Townes Van Zandt and More Headed to Nashville Songwriters Hall of Fame
There will be four new faces in the Nashville Songwriters Hall of Fame come this October. The organization has revealed its Class of 2016: Townes Van Zandt, Bob Morrison, Aaron Barker and Beth Nielsen Chapman.
“The strength and power of the Nashville songwriting community is legendary all over the world,” says Pat Alger, a member of the Hall of Fame and the chair of its Board of Directors. “The legacy of the creative forebears of the songwriters currently making the noise in our town is annually recognized by the induction of a few of those great writers into the Nashville Songwriters Hall of Fame."

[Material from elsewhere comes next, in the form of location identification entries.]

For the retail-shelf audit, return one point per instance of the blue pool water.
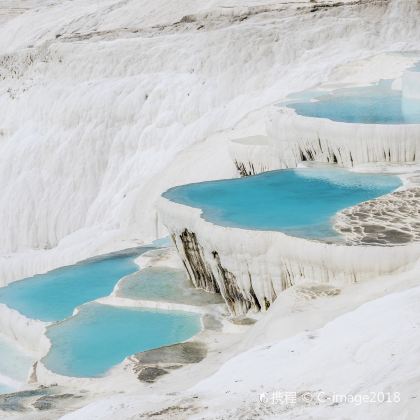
(164, 284)
(101, 336)
(375, 104)
(53, 296)
(300, 202)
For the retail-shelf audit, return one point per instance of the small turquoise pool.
(101, 336)
(53, 296)
(374, 104)
(300, 202)
(164, 284)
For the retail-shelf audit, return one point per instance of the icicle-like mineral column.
(298, 138)
(250, 268)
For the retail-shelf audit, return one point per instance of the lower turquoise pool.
(101, 336)
(300, 202)
(53, 296)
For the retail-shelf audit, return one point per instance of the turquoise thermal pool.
(101, 336)
(53, 296)
(374, 104)
(164, 284)
(300, 202)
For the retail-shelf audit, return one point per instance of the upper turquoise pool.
(300, 202)
(101, 336)
(374, 104)
(53, 296)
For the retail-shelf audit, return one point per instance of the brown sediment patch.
(151, 365)
(393, 219)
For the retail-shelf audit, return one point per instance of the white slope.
(105, 104)
(314, 348)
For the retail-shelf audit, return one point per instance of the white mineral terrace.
(250, 267)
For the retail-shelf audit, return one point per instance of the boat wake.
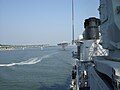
(29, 61)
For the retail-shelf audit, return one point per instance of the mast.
(72, 22)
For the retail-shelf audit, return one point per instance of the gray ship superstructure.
(98, 53)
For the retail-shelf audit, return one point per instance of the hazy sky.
(42, 21)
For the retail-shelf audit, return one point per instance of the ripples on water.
(33, 69)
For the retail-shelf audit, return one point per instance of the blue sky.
(42, 21)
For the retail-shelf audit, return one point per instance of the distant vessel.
(98, 53)
(63, 45)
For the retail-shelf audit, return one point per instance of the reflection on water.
(33, 69)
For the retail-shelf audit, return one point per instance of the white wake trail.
(29, 61)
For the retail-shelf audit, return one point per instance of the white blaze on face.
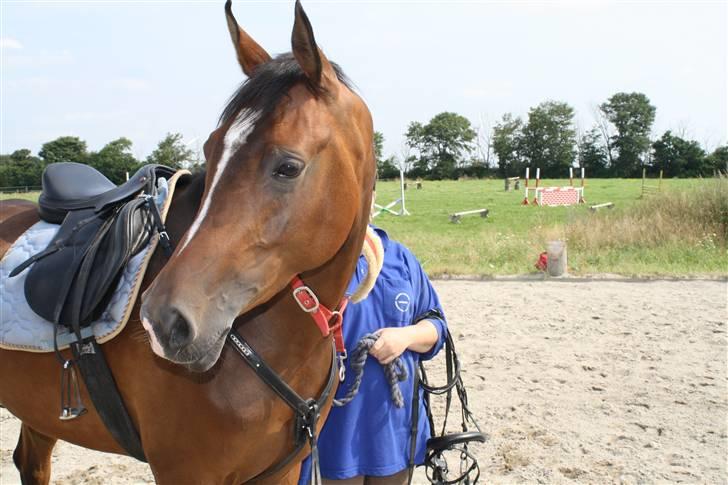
(235, 138)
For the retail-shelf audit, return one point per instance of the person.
(368, 440)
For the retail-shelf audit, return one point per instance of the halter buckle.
(306, 299)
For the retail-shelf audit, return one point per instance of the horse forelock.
(269, 84)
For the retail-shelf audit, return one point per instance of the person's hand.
(390, 344)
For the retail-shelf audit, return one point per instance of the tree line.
(618, 145)
(115, 159)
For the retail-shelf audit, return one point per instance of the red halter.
(326, 320)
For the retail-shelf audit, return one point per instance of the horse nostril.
(180, 331)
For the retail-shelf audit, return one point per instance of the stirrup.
(70, 392)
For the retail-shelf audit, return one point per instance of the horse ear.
(250, 54)
(312, 60)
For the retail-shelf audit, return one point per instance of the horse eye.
(288, 169)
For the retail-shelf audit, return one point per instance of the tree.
(593, 154)
(677, 157)
(443, 145)
(386, 169)
(172, 152)
(115, 160)
(507, 145)
(64, 149)
(632, 116)
(549, 138)
(20, 168)
(718, 160)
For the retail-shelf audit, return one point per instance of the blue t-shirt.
(370, 435)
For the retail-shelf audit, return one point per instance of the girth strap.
(307, 411)
(105, 395)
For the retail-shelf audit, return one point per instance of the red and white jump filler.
(553, 196)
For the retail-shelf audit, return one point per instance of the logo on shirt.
(402, 301)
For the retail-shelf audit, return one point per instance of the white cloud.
(129, 84)
(42, 59)
(10, 43)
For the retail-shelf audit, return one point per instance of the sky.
(101, 70)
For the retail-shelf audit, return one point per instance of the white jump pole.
(525, 198)
(403, 211)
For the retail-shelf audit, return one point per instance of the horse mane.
(269, 83)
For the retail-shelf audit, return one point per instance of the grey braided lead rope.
(395, 371)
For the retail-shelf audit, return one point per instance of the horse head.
(289, 176)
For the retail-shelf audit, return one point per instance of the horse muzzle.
(174, 338)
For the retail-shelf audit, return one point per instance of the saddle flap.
(72, 285)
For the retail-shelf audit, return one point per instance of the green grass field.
(670, 233)
(511, 238)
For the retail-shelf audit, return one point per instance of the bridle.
(306, 411)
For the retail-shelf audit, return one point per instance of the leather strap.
(306, 411)
(105, 396)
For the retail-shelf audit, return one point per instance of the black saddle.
(102, 227)
(70, 186)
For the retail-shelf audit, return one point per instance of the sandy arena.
(597, 381)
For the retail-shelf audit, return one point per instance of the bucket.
(556, 265)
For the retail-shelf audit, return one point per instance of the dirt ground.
(589, 381)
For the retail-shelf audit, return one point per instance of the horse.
(287, 191)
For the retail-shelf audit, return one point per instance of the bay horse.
(287, 191)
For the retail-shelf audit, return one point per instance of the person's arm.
(392, 341)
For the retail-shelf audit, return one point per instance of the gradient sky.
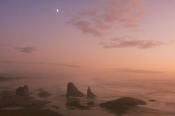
(133, 36)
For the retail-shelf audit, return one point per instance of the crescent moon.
(58, 11)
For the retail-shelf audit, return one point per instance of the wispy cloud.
(125, 42)
(66, 65)
(113, 14)
(9, 62)
(26, 49)
(137, 71)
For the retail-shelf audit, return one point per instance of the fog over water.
(161, 90)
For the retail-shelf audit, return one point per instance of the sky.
(108, 36)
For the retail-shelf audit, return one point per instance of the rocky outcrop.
(43, 93)
(73, 91)
(90, 94)
(122, 105)
(75, 103)
(22, 91)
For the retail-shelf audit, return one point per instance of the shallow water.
(161, 90)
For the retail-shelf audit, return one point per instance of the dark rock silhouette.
(74, 103)
(73, 91)
(43, 93)
(22, 91)
(90, 94)
(122, 105)
(26, 106)
(152, 100)
(91, 103)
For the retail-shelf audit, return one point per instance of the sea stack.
(22, 91)
(73, 91)
(90, 94)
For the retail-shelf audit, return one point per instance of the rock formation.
(22, 91)
(73, 91)
(43, 93)
(90, 94)
(122, 105)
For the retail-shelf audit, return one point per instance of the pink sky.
(133, 36)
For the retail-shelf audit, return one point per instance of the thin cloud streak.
(26, 49)
(40, 63)
(115, 14)
(124, 43)
(137, 71)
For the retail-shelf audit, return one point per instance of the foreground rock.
(90, 94)
(22, 91)
(73, 91)
(23, 105)
(122, 105)
(74, 103)
(43, 93)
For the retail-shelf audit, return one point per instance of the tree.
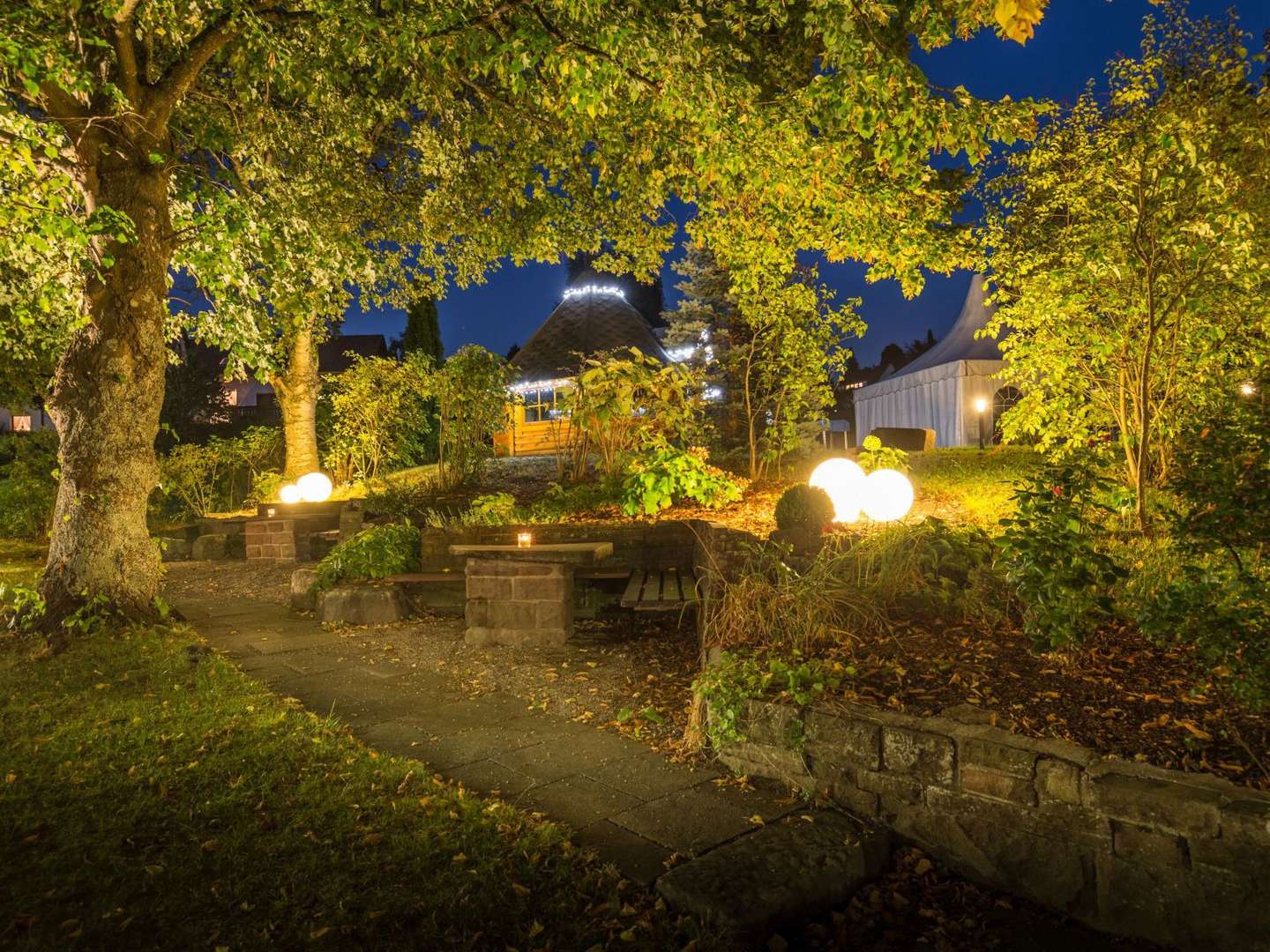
(422, 333)
(770, 351)
(140, 126)
(1129, 247)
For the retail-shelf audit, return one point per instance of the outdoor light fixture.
(843, 481)
(609, 290)
(314, 487)
(886, 495)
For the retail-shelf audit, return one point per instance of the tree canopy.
(1131, 248)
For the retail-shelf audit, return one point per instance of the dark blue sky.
(1072, 45)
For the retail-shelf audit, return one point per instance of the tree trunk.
(107, 395)
(297, 389)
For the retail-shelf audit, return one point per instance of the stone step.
(799, 866)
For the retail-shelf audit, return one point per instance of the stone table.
(524, 594)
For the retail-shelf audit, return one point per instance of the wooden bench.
(661, 591)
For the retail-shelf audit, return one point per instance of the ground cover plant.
(239, 820)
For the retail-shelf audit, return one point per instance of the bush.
(471, 397)
(222, 475)
(663, 476)
(375, 553)
(803, 508)
(383, 417)
(874, 456)
(728, 686)
(28, 484)
(1050, 556)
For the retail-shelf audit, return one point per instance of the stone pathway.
(630, 805)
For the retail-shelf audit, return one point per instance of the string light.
(608, 290)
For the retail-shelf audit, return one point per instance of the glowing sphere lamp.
(314, 487)
(843, 481)
(886, 495)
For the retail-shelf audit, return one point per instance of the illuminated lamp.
(314, 487)
(886, 495)
(843, 481)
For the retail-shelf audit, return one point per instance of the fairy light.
(602, 290)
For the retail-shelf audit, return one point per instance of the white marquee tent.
(938, 390)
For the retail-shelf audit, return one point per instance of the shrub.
(619, 406)
(222, 475)
(803, 508)
(874, 456)
(471, 397)
(728, 687)
(28, 484)
(1050, 556)
(383, 417)
(375, 553)
(663, 476)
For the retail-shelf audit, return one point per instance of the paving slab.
(571, 755)
(639, 859)
(649, 776)
(494, 779)
(794, 868)
(577, 801)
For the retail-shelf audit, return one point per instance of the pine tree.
(423, 331)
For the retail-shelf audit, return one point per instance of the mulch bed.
(1117, 693)
(917, 904)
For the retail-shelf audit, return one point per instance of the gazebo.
(592, 317)
(944, 389)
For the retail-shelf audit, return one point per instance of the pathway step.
(802, 865)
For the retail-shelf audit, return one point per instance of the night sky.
(1072, 45)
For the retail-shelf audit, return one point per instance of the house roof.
(960, 343)
(333, 354)
(589, 320)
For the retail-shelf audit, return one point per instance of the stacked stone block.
(513, 602)
(1177, 859)
(274, 539)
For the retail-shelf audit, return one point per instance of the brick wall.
(1179, 859)
(638, 546)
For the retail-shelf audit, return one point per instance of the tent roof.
(587, 322)
(960, 342)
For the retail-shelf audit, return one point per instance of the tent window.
(1001, 401)
(540, 405)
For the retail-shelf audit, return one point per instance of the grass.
(153, 796)
(20, 560)
(975, 484)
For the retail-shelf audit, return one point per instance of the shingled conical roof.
(589, 320)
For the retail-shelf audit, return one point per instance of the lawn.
(153, 795)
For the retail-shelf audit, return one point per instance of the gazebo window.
(1001, 401)
(540, 405)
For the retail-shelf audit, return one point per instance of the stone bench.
(524, 594)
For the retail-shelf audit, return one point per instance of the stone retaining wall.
(667, 545)
(1179, 859)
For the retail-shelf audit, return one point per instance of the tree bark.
(297, 389)
(107, 395)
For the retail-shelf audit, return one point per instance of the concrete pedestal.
(524, 596)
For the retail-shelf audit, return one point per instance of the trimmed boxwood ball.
(804, 508)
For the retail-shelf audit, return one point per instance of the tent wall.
(937, 398)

Van Zandt, who passed away in 1997, is best known for songs such as “No Place to Fall” and “To Live Is to Fly;" in 2012, he became part of the Texas Songwriters Hall of Fame. Morrison, meanwhile, earned a Grammy in the Best Country Song category for a tune that Kenny Rogers recorded, "You Decorated My Life," and was named ASCAP’s Country Songwriter of the Year in 1978, 1981 and 1982.
Barker hit No. 1 with a song he penned for George Strait, "Baby Blue," and continued to work with Strait on well-known songs such as “Love Without End, Amen,” “Easy Come, Easy Go” and “I Can Still Make Cheyenne;” like Van Zandt, he is a member of the Texas Songwriters Hall of Fame. And Chapman has written songs for Trisha Yearwood, Lorrie Morgan, Alabama and Faith Hill; in fact, Hill's "This Kiss" brought Chapman the 1999 Song of the Year honor from ASCAP and the CMA.
All four Class of 2016 inductees will be honored on Oct. 9, as part of the 46th annual Nashville Songwriters Hall of Fame Gala, which will be held at Nashville’s Music City Center. They will join 199 current Hall of Fame members, including 2015 inductees Rosanne Cash, Craig Wiseman, Mark James and Even Stevens.